Since it doesn't specifically describe "autofill" - I'll take a crack at it from a concurrency perspective. Please forgive if some of this is speculation..

Certain functions require an "in-order" task that cannot easily be split across processors, we might suspect that fill is one of them. (It requires sequential operation in some of it's modes.. example: stepping 1,1.2,1.4,etc). In this example, processor 2 can't just start from the middle of the page without performing a new/custom independant calculation. Special functions would have to be designed. Perhaps they decided not to code for these kinds of scenerios. With formulas I can't see this even being possible, because you could be creating a formula tree.

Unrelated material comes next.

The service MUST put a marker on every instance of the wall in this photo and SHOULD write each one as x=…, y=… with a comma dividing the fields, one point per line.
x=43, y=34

Other operations are indepentant based on the formula trees (see link). This strongly implies Excel won't multi-process a complext formula tree either .. so if you have numerous formulas connected, they (that tree) will be only be processsed, in order, by one processor.

Granted, there's all kinds of complex work-arounds for these situations.. (perhaps similiar to compilers, SQL servers, etc) but the documentation above is highly suggestive that Microsoft designed it to streamline independant tasks only.